Full example at ts_test.go.

	ctx := context.Background()
	dbName := "iot"
	dbUser := "postgres"
	dbPassword := "password"

	usageData := filepath.Join("test/containerdata", "devices.csv")
	r, err := os.Open(usageData)
	if err != nil {
		t.Fatal(err)
	}
	postgresContainer, err := postgres.RunContainer(ctx,
		tc.WithImage("timescale/timescaledb:latest-pg16"),
		// We execute the generator with docker-compose, so we have a deterministic test
		// postgres.WithInitScripts(filepath.Join("test/containerdata", "003_generator.sql")),
		postgres.WithInitScripts(filepath.Join("test/timescale", "004_init.sql")),
		postgres.WithInitScripts(filepath.Join("test/timescale", "005_load.sql")),
		postgres.WithDatabase(dbName),
		postgres.WithUsername(dbUser),
		postgres.WithPassword(dbPassword),
		tc.CustomizeRequest(tc.GenericContainerRequest{
			ContainerRequest: tc.ContainerRequest{
				Files: []tc.ContainerFile{
					{
						Reader:            r,
						HostFilePath:      usageData,
						ContainerFilePath: "/tmp/devices.csv",
						FileMode:          0o666,
					},
				},
			}}),
		tc.WithEnv(map[string]string{
			"TS_TUNE_MEMORY":   "1GB",
			"TS_TUNE_WAL":      "1GB",
			"TS_TUNE_NUM_CPUS": "2"}),
		tc.WithWaitStrategy(
			wait.ForLog("database system is ready to accept connections").
				WithOccurrence(2).
				WithStartupTimeout(10*time.Second)), // we add a large startup due that we are loading data
	)
	// Database pointer creation
	connStr, err := postgresContainer.ConnectionString(ctx, "sslmode=disable")
	if err != nil {
		log.Fatalf("failed to get connection string: %s", err)
	}
	db, err := sql.Open("postgres", connStr)
	if err != nil {
		log.Fatalf("failed to open database: %s", err)
	}
	defer db.Close()
	if _, out, err := postgresContainer.Exec(ctx, []string{"psql", "-U", dbUser, "-w", dbName, "-c", `SELECT count(*) from devices;`}); err != nil {
		log.Println(err)
		t.Fatal("couldn't count devices")
	} else {
		// read io.Reader out
		io.Copy(os.Stdout, out)
	}

Using docker compose

Another way would be reusing a Docker Compose definition.

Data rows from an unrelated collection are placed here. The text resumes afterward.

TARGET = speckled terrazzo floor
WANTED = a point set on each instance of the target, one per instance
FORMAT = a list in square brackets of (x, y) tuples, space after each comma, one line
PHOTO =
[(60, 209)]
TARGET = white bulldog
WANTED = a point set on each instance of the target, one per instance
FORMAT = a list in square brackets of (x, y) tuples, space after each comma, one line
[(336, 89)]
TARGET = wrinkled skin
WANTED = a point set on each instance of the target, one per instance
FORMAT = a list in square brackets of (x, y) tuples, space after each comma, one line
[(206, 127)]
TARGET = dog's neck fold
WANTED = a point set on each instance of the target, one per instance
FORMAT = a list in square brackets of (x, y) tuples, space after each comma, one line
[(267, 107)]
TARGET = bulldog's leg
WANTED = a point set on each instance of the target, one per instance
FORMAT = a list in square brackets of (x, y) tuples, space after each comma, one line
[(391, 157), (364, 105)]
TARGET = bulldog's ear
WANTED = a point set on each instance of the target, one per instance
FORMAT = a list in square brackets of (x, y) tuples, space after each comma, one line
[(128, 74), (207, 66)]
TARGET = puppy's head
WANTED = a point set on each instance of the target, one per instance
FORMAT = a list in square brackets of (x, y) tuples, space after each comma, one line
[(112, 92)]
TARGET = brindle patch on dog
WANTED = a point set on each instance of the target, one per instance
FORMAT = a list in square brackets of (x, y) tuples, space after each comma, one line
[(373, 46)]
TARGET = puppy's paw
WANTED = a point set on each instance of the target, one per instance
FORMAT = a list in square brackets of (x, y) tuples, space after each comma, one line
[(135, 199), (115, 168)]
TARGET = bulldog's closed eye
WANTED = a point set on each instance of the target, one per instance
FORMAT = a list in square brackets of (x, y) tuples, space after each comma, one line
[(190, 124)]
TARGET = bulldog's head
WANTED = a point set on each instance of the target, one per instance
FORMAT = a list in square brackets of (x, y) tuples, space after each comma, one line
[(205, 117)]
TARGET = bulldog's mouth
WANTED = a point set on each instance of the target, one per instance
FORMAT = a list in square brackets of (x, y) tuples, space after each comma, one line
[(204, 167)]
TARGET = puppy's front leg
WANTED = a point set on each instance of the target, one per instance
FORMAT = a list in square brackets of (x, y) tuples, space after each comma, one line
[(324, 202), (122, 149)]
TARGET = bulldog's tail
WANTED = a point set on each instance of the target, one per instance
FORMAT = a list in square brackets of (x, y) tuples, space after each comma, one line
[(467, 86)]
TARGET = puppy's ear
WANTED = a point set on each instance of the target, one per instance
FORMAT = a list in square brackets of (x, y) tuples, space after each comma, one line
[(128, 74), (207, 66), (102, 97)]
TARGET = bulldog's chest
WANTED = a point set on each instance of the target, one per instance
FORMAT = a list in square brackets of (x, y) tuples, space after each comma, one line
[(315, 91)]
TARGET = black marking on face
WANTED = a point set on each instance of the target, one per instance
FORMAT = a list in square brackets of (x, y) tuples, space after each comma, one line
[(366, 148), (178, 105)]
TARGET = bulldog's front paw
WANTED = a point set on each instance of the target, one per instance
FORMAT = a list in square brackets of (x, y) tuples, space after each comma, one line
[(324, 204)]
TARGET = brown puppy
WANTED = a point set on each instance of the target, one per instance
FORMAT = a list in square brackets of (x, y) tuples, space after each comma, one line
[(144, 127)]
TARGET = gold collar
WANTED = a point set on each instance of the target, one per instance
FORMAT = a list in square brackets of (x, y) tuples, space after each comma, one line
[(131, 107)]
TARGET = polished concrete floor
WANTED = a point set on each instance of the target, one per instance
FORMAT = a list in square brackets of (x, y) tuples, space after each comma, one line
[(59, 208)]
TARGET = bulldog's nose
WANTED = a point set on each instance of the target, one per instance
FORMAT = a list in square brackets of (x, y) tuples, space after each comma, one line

Full example at compose_test.go.

networks:
  # A network for the data traffic 
  data:

services:
  timescale:
    image: timescale/timescaledb:latest-pg16
    ## Once in prod
    # restart: always
    container_name: "pgtc-ts"
    environment:
      - POSTGRES_USER=postgres
      - POSTGRES_PASSWORD=postgres
      - POSTGRES_DB=iot
      - TS_TUNE_MEMORY=1GB
      - TS_TUNE_WAL=1GB
      - TS_TUNE_NUM_CPUS=2
    healthcheck:
      test: ["CMD-SHELL", "pg_isready -U postgres"]
      interval: 5s
      timeout: 5s
      retries: 5
    networks:
      - data
    ports:
      - 15432:5432
    volumes:
      - ./_pgdata:/var/lib/postgresql/data
      - ./test/timescale:/docker-entrypoint-initdb.d
      - ./test/containerdata/devices.csv:/tmp/devices.csv
import (
	"context"
	"testing"

	"github.com/stretchr/testify/require"
	tc "github.com/testcontainers/testcontainers-go/modules/compose"
)

func TestSomething(t *testing.T) {
	compose, err := tc.NewDockerCompose("docker-compose.yaml")
	require.NoError(t, err, "NewDockerComposeAPI()")

	t.Cleanup(func() {
		require.NoError(t, compose.Down(context.Background(), tc.RemoveOrphans(true), tc.RemoveImagesLocal), "compose.Down()")
	})

	ctx, cancel := context.WithCancel(context.Background())
	t.Cleanup(cancel)

	require.NoError(t, compose.Up(ctx, tc.Wait(true)), "compose.Up()")

	// Do tests...
}

You may wondering about the number prefix in this example. Keep in mind that some Postgres images may have included other files in the docker-entrypoint-initdb.d folder. eg., the Timescale image comes with 2 files, so we don’t want to override them. The order of the files execution is relevant, so beware of this if your operations do require several steps.